É uma questão que a gente sofre. Mulher sofre no corpo, na pele, a experiência do tabu e da repressão. Desde o ser educada para ficar em casa, ser a recatada e do lar, ser a dócil, ser a que cuida, a que só faz serviços domésticos. A gente tem essa repressão na história. E a vulva foi, ao longo dos milênios de patriarcado, cortada, castrada, mutilada (…). Toda cidade tem um obelisco e não cria esse rebu. Agora, se fazem isso com a vulva, imagina com o corpo da mulher? A mulher está aí sendo feita de objeto para vender cerveja, vender qualquer produto e também para ser morta. O feminicídio subiu nos últimos tempos quando esses pensamentos patriarcais, sexistas e machistas passaram a ser reavivados no Brasil.
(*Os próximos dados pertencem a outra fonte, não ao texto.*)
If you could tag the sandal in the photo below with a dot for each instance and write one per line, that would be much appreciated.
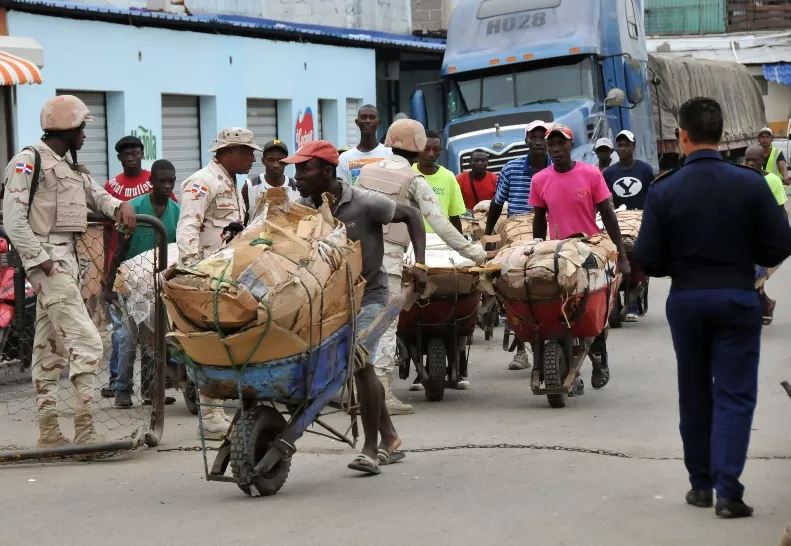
(386, 458)
(365, 464)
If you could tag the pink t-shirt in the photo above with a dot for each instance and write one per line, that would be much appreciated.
(570, 199)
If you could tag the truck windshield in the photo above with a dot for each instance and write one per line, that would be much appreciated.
(530, 85)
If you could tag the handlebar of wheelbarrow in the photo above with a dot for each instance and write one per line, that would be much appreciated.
(404, 300)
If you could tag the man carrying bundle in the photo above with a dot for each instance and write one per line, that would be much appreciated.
(567, 197)
(513, 187)
(365, 215)
(395, 179)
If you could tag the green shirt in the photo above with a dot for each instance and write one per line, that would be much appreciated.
(448, 191)
(144, 238)
(778, 190)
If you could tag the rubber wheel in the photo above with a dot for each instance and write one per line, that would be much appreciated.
(261, 425)
(554, 372)
(191, 397)
(436, 367)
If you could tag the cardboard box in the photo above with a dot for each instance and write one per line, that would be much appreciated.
(234, 311)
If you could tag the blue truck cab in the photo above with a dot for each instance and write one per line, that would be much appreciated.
(582, 63)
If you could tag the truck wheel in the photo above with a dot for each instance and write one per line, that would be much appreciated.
(259, 426)
(436, 367)
(554, 372)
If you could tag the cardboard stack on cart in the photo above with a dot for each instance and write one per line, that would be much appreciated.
(282, 286)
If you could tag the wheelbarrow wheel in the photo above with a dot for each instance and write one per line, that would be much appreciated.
(190, 393)
(260, 426)
(436, 367)
(554, 372)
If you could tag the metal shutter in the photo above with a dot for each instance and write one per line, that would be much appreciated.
(181, 135)
(262, 121)
(352, 132)
(94, 152)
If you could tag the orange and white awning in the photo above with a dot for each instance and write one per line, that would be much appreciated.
(16, 70)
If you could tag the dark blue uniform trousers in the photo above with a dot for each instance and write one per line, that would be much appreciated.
(717, 337)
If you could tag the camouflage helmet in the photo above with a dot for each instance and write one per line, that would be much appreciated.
(406, 134)
(63, 113)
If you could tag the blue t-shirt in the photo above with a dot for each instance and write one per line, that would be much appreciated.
(629, 186)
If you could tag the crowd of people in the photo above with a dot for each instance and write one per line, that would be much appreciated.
(706, 226)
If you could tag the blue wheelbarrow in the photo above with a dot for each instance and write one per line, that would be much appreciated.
(261, 440)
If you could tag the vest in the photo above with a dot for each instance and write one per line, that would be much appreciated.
(771, 162)
(59, 205)
(393, 184)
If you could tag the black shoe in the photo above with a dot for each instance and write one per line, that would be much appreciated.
(729, 509)
(702, 498)
(108, 391)
(123, 400)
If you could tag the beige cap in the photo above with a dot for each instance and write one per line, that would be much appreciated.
(406, 134)
(234, 136)
(63, 113)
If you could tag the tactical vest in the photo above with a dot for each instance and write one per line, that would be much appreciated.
(393, 184)
(59, 205)
(771, 162)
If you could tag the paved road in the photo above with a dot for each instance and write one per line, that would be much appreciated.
(464, 496)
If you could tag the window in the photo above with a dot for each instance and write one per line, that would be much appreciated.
(631, 19)
(763, 84)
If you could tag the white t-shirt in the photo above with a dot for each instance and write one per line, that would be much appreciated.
(351, 161)
(258, 185)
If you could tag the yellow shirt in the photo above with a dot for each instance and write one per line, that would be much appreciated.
(448, 191)
(778, 190)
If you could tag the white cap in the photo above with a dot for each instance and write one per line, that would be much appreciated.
(628, 134)
(536, 124)
(603, 142)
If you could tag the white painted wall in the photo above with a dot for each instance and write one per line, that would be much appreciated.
(381, 15)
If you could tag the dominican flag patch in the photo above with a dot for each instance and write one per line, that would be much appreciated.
(24, 168)
(199, 189)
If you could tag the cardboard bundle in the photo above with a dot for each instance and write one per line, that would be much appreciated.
(448, 271)
(629, 221)
(517, 228)
(528, 271)
(284, 278)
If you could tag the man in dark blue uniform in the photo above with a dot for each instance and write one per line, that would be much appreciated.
(706, 225)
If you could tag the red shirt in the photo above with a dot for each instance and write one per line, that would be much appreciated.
(484, 188)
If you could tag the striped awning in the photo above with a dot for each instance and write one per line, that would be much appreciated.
(15, 70)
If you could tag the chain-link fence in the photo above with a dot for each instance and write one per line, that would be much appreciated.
(129, 389)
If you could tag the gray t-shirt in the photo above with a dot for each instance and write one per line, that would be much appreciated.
(365, 213)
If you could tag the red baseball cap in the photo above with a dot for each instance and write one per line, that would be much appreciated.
(316, 149)
(562, 129)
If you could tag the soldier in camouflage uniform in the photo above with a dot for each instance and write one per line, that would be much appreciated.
(211, 202)
(43, 225)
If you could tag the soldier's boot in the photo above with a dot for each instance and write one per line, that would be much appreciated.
(393, 404)
(49, 432)
(84, 433)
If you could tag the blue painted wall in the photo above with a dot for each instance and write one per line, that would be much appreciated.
(137, 65)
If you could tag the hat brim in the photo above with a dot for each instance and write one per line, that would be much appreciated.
(220, 145)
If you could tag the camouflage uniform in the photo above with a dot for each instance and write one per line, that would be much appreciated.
(210, 201)
(409, 135)
(46, 230)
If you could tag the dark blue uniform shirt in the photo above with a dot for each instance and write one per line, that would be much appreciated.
(707, 224)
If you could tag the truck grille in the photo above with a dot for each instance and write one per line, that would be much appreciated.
(496, 159)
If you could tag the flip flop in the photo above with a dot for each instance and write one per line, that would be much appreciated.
(365, 464)
(386, 458)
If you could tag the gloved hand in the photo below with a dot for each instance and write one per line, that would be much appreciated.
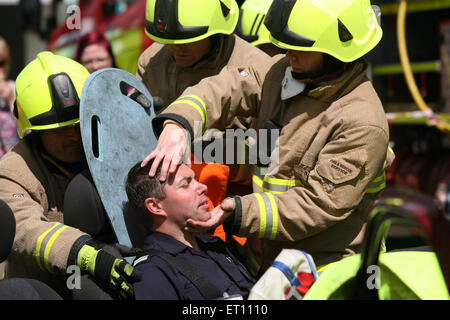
(100, 261)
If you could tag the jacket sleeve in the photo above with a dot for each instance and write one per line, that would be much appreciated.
(215, 101)
(40, 242)
(348, 167)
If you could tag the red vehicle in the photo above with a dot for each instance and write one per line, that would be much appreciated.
(124, 29)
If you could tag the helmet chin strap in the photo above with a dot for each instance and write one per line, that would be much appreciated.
(331, 65)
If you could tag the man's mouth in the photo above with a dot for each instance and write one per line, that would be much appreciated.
(204, 203)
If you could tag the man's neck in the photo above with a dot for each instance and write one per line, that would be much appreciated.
(185, 237)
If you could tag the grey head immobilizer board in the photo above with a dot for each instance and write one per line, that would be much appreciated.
(116, 112)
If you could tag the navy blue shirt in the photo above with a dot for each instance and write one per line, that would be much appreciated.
(161, 281)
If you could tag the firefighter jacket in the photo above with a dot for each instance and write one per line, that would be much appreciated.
(164, 79)
(36, 195)
(328, 164)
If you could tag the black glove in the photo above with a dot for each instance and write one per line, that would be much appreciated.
(104, 263)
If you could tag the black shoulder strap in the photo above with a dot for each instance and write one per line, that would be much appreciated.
(208, 290)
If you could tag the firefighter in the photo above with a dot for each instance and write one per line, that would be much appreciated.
(329, 160)
(194, 40)
(35, 174)
(251, 28)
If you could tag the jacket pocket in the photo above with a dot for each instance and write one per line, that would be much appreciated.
(340, 174)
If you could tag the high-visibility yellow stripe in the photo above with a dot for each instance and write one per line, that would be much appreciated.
(274, 216)
(257, 180)
(50, 244)
(262, 215)
(279, 186)
(378, 184)
(39, 244)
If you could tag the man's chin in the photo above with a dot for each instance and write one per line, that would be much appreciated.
(204, 216)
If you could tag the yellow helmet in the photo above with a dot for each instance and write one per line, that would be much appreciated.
(185, 21)
(48, 93)
(250, 26)
(344, 29)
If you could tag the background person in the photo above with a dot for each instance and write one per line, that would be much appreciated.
(8, 124)
(251, 26)
(94, 52)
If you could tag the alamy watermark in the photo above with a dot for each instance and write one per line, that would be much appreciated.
(237, 146)
(73, 22)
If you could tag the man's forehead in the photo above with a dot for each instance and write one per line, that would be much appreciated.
(183, 171)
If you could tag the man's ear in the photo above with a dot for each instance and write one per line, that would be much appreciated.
(154, 206)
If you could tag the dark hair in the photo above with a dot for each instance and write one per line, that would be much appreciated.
(94, 37)
(140, 186)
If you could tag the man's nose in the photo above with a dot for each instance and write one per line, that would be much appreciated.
(201, 188)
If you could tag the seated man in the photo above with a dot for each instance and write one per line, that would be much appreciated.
(163, 208)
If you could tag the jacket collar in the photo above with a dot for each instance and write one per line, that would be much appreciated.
(218, 56)
(332, 90)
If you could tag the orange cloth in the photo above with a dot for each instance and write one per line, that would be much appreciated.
(215, 176)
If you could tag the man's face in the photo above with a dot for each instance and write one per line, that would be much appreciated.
(95, 57)
(305, 61)
(187, 54)
(185, 197)
(64, 143)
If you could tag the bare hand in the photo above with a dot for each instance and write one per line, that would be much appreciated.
(171, 148)
(218, 215)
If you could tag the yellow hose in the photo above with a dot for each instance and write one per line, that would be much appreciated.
(432, 118)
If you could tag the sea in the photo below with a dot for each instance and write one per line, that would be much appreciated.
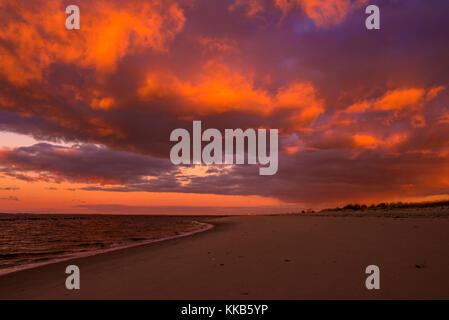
(30, 240)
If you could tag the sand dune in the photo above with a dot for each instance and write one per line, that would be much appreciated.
(262, 257)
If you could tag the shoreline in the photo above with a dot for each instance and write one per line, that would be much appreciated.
(261, 257)
(18, 268)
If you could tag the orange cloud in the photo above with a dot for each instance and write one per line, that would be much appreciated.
(109, 31)
(219, 89)
(324, 13)
(396, 100)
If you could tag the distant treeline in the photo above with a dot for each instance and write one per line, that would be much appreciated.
(392, 205)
Mas acho importante dizer que a vulva ali, ela também é ferida. Muito mais ferida do que vulva. (…) Levar essa ferida para a natureza, botá-la na montanha [tem um significado]. Porque o que foi a monocultura, senão um estupro da terra? Enfim, essa grande ferida da natureza também está relacionada à vulva, isso amplia as possibilidades de expressão e apreensão da obra. Essa ferida da mãe-terra. Ferida amplia o campo, e ampliou ainda mais nesse debate que está ocorrendo agora, porque entrou a questão social, a questão dos transgêneros também. A crítica das trans que não podem ter vagina e acham que esse trabalho está reforçando a binaridade macho-fêmea. (…) Não é disputa de lugar, é uma soma. Uma não anula a outra. A trans, ela tem de estar no campo da arte, tem de ter visibilidade, inclusão. A arte é um campo da liberdade.